Et c’est souvent à cet instant que naît le doute, pas parce que nous sommes incompétents. Mais parce que nous découvrons que l’accompagnement humain est vivant. Et que le vivant échappe parfois à nos prévisions.
Comment développer sa confiance en soi en tant qu’accompagnant ?
La plupart des professionnels pensent que la confiance en soi apparaît lorsqu’ils auront suffisamment d’expérience. Dans les faits, elle se construit souvent autrement. Elle naît progressivement :
- en accompagnant des personnes réelles
- en acceptant de ne pas tout maîtriser
- en échangeant avec des pairs
- en bénéficiant d’espaces de supervision
- en poursuivant sa formation
- en reconnaissant ses limites autant que ses compétences.
Avec le temps, la confiance ne repose plus sur l’idée de tout savoir. Elle repose sur la capacité à accueillir ce qui se présente.
La posture professionnelle : un apprentissage qui se construit avec le temps
L’une des plus grandes découvertes de nombreux professionnels de la relation d’aide est peut-être celle-ci : l’accompagnement n’est pas seulement une question de savoir-faire. C’est aussi une question de savoir-être.
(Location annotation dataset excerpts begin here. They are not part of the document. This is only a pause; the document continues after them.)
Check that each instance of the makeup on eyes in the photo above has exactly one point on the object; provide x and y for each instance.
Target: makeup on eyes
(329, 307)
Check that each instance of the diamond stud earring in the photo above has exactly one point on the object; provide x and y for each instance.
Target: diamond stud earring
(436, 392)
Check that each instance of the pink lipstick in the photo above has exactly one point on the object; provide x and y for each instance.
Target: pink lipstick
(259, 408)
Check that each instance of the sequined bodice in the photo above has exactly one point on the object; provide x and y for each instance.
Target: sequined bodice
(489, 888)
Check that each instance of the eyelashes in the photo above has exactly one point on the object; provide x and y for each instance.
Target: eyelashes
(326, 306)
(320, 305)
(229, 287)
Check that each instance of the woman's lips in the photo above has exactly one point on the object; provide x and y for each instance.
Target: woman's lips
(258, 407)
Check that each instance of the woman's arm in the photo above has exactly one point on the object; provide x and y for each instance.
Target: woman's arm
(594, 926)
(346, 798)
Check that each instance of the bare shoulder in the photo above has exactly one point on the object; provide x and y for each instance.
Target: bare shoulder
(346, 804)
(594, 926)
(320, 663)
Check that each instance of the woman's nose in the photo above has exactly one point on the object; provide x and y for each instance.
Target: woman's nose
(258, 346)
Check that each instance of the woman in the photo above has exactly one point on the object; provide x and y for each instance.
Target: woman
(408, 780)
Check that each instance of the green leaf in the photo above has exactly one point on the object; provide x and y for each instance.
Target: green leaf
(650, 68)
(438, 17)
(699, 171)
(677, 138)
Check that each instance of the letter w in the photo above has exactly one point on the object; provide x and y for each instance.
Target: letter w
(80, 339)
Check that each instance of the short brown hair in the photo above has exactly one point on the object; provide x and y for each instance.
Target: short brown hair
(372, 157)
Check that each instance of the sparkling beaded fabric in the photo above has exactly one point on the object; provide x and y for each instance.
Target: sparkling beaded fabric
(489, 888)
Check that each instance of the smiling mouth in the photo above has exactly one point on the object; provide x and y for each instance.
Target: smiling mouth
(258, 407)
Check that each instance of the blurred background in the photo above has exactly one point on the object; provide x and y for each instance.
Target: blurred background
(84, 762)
Au fil des années, nous apprenons progressivement à :
- écouter davantage
- conseiller moins rapidement
- faire confiance aux ressources de l’autre
- accepter de ne pas tout résoudre
- rester présents même lorsque les réponses ne sont pas immédiates.
Cette posture professionnelle ne s’obtient pas en quelques semaines. Elle se construit au fil des rencontres, des réussites, des questionnements et parfois même des remises en question.
Et si le doute était une force dans les métiers de l’accompagnement ?
Aujourd’hui, nous avons tendance à considérer le doute comme un problème. Pourtant, un professionnel qui ne doute jamais devrait peut-être nous interroger davantage qu’un professionnel qui s’interroge parfois. Le doute peut être le signe d’une conscience professionnelle, d’une forme d’humilité ou encore d’une capacité à remettre ses certitudes en question.
Les professionnels les plus solides que j’ai rencontrés ne sont pas forcément ceux qui doutaient le moins. Ce sont souvent ceux qui avaient appris à avancer avec leurs questionnements. Ils avaient compris que l’humain resterait toujours plus vaste que les méthodes qu’ils utilisaient.
Une étape initiatique plus qu’un obstacle
Et si cette crise de légitimité faisait partie du chemin ? Nous devons parfois traverser des périodes où nous cessons progressivement de vouloir être parfaits. Vous savez, ces périodes où nous comprenons que notre rôle n’est pas de sauver ou de réparer les autres. Mais simplement de les accompagner et de les guider.
C’est souvent à ce moment-là qu’une autre forme de confiance apparaît, plus calme et plus profonde, moins basée sur la performance, la perfection, pour être davantage fondée sur la présence.
Pour finir…
Je vous inviterais à réfléchir à ce qu’est la véritable légitimité, au-delà du diplôme, de la certification, ni même du nombre d’années d’expérience. Elle pourrait alors apparaître le jour où vous cesserez de vouloir être irréprochable pour devenir simplement présents. Car dans les métiers de l’accompagnement, les personnes ne cherchent pas des experts capables de tout expliquer. Elles cherchent avant tout des êtres humains capables d’écouter, de comprendre et d’avancer un moment à leurs côtés. Et cela, aucune formation ne pourra jamais totalement l’enseigner.